Pendant des siècles, ces Touareg ont été les transitaires et les convoyeurs des caravanes allant du Soudan au Sahara et alimentant d'esclaves noirs les marchés des États barbaresques. Ce ne sont pas à proprement parler des sauvages, ils ont une civilisation à eux, civilisation qui, bien que retardant de pas mal de siècles sur la nôtre, a cependant ses traditions et même certains côtés séduisants qui ont frappé des hommes comme Barth et Duveyrier. Ces deux savants voyageurs, qui ont réussi à pénétrer dans la vie intime des Touareg, ont pu apprécier les qualités de l'homme privé. D'autres aussi ont été séduits par la courtoisie de quelques individualités, comme cet Ikhnoukhen qui fut jadis notre hôte; enfin, à Ghadamès et au Souf, des négociants arabes ont eu souvent à se louer de la sûreté de leurs relations commerciales avec les Touareg Azgar.

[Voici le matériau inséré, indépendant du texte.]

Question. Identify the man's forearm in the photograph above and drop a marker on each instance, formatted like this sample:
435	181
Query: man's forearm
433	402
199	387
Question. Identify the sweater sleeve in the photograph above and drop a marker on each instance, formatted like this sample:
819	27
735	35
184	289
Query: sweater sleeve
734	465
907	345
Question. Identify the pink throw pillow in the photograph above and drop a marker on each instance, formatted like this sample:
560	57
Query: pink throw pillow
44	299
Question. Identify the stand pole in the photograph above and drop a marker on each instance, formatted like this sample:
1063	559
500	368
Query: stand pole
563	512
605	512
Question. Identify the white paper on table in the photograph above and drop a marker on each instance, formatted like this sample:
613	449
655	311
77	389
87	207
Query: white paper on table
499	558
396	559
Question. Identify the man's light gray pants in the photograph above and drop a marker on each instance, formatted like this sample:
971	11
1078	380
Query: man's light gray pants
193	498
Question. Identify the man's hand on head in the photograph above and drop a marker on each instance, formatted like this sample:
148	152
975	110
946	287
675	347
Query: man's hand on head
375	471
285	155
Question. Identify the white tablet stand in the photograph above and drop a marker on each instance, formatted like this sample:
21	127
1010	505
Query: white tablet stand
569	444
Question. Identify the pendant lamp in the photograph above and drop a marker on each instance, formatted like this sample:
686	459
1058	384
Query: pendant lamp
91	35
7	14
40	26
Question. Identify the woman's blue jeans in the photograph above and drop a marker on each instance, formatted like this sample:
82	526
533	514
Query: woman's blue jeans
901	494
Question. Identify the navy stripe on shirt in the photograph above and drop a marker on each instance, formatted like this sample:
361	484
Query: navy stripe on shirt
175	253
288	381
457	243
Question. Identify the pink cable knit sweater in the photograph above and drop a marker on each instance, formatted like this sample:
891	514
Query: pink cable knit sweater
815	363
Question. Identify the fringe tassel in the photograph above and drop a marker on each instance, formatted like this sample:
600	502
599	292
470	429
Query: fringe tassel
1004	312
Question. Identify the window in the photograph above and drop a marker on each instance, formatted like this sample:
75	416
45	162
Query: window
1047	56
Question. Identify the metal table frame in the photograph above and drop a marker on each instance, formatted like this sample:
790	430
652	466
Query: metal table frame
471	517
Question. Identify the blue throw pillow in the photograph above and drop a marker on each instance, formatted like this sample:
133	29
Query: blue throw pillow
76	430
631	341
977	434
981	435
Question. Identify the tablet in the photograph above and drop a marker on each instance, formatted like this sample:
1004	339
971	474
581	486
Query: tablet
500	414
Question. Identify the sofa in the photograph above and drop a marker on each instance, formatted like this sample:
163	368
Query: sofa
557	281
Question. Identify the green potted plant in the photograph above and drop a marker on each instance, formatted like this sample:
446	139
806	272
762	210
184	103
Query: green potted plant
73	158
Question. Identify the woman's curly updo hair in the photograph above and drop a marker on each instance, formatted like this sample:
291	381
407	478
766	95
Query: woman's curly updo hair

Malheureusement, les choses ont bien changé, depuis une vingtaine d'années. Dans le centre de l'Afrique, la propagande des Snoussia et, en Algérie, les améliorations apportées à l'état social des masses musulmanes, grâce à la destruction continue de la féodalité indigène, ont fait comprendre aux classes dirigeantes des Touareg que la France était un danger pour eux au quadruple point de vue de leur indépendance, de leurs privilèges nobiliaires, de leurs intérêts commerciaux, de leurs tendances panislamiques.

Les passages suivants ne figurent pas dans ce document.